Questões misantropas. Nascer velho e ou pensar demais – parte 1

Sabem a frase do Jap, em A Grande Beleza? “Descobri que não tenho mais idade pra fazer o que eu não quero fazer?”.

Então, é isso. É isso e mais aquela ideia sobre a última fase de Beethoven, que ser mais áspero e romper com as convenções é algo típico de artistas na fase final da carreira.

A diferença é que a gente não precisa esperar o fim da vida porque nos sentimos rodados. Aos 15 você já se sente rodado. Aos 25 muito mais. Imaginem eu que tenho quase 40.

Provavelmente desde criança você já repara que é diferente das pessoas normais. Ficamos lá, invejando a cuca fresca, espontaneidade e capacidade dos nossos colegas de fazer e falar as coisas mais idiotas, engraçadas ou adoráveis. Enquanto a gente, de tanto pensar em tantas coisas o tempo todo… Pensamos demais e fazemos de menos.

O Jap estava fazendo 70. Mas se você é misantropo tem permissão pro “não tenho mais idade pra…” mesmo que você ainda não tenha chegado aos 25.

Se você estiver preparado pras consequências, é claro.

Mas provavelmente está.

As consequências são o isolamento. Pouco convívio social. Ter imagem de gente metida, esquisita, chata – pra quem vê de longe, porque quem te conhece de perto sabe que você é um docinho, ou melhor, no mínimo que você tem um senso de humor bem peculiar, que é uma pessoa gentil, divertida, franca, honesta, sem firulas, sem falsidades. Mas rompido com convenções sociais.

As pessoas que estão mais próximas da curva da normalidade (e da decência, diriam alguns), entendem que a vida em sociedade depende de diversas interações, que relacionamentos precisam ser cultivados, e que tem coisas que você preferia estar fazendo outra coisa, mas é melhor ir fazer “pra não ficar chato”.

Sei que é errado não fazer social. Sei que devia passar mais tempo being humane, e sendo capaz de só papear sobre assuntos inócuos. Que eu devia fazer mais visitas sociais, olhar o Facebook ou o Wikiaves ou o Instagram ou os blogs dos outros, e comentar, falar coisas legais, porque com certeza tem assuntos bons entre pessoas de quem eu gosto.

Mas e pra competir com a solidão misantropa? Como parar de fazer o que você está fazendo, se sempre tem tantas coisas legais e imersivas?

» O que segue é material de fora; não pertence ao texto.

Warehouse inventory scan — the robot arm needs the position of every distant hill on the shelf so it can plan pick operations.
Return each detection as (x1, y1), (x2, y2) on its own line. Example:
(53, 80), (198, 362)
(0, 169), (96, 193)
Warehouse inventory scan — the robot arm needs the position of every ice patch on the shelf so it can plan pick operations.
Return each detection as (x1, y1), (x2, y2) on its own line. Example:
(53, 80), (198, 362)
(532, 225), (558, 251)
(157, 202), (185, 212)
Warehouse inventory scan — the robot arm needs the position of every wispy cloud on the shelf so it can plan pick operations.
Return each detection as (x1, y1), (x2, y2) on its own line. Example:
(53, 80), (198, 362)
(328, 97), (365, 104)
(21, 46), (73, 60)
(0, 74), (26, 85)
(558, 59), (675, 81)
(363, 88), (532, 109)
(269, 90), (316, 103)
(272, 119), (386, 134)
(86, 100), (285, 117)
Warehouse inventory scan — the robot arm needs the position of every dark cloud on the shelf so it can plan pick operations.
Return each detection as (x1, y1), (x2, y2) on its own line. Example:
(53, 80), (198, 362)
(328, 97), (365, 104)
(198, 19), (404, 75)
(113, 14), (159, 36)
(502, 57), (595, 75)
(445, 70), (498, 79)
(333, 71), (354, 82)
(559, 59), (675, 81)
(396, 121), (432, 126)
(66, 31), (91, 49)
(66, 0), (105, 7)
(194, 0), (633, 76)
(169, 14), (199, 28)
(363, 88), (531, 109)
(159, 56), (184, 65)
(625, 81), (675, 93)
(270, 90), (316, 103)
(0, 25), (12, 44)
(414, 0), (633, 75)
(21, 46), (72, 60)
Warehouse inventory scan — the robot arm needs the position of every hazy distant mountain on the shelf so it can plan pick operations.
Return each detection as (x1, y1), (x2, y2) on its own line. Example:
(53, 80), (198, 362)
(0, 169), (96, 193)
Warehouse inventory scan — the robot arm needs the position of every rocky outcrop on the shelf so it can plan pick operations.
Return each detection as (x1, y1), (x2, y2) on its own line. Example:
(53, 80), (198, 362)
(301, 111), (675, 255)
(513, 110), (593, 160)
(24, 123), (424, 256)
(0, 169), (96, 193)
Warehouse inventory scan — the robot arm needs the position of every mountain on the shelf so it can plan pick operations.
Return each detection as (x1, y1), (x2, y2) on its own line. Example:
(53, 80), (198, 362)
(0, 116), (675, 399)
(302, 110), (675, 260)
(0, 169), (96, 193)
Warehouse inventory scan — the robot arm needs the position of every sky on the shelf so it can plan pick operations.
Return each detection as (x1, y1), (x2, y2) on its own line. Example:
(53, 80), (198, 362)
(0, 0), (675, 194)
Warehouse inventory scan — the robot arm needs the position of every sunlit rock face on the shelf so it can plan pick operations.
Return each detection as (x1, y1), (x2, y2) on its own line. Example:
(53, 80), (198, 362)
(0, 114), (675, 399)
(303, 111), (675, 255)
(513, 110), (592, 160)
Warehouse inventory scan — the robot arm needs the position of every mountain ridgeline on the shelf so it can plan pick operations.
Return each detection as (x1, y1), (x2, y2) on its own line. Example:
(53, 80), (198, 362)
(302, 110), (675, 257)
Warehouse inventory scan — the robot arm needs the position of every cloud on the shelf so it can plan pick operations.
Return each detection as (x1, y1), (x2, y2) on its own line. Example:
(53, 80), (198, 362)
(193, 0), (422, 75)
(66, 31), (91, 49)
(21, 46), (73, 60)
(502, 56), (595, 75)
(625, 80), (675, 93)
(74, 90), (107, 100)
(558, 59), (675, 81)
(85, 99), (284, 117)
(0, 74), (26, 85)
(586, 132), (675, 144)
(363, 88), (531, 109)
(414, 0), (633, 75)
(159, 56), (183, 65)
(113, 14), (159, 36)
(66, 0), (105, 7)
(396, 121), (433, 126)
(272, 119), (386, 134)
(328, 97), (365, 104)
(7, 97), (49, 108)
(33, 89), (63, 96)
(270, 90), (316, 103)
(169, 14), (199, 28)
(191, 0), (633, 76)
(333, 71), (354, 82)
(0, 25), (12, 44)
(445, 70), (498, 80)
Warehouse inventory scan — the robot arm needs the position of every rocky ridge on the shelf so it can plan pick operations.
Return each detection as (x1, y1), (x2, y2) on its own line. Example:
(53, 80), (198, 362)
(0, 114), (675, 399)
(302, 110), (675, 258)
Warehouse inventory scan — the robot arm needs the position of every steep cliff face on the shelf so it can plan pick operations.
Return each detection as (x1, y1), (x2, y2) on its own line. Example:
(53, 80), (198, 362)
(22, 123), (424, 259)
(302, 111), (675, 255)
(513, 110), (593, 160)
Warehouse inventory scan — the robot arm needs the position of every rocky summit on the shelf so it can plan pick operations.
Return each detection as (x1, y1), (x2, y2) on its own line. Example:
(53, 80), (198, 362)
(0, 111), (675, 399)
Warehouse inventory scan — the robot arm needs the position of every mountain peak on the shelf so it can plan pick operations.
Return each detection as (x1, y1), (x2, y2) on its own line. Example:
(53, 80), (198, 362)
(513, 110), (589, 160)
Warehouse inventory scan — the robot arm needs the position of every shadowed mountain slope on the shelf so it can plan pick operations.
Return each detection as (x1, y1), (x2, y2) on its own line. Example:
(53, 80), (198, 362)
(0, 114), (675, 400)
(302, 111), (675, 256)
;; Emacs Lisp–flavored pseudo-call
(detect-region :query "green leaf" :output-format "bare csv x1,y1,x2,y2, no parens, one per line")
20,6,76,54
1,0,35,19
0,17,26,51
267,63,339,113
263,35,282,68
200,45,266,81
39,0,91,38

Os outros misantropos também se sentem assim? Facilmente mergulhando em alguma coisa e se deliciando com aquele trabalho, ou estudo, ou leitura, análise de fotos e ilustrações, e você não quer parar por nada?

Um outro aspecto da misantropia é a grande dificuldade de se encaixar num grupo. Acho que esse defeito tem como origem principal pensar demais, perceber demais, reparar demais e, portanto, ser fresco demais.

Preciso deixar claro: ser fresco não significa tratar mal as pessoas, de jeito nenhum. Estou falando da frescura interior, dos nossos pensamentos. Nas nossas ações, buscamos sempre ser muito polidos e gentis. Não somos burros e não gostamos de machucar inocentes (gente besta é outra história). Tentamos sempre agir de forma correta e decente. Mas nos nossos pensamentos, se não estamos aprovando uma situação ou um grupo ou uma pessoa, na próxima vez vamos usar nosso precioso tempo de outra forma, e é por isso que em geral estamos sozinhos.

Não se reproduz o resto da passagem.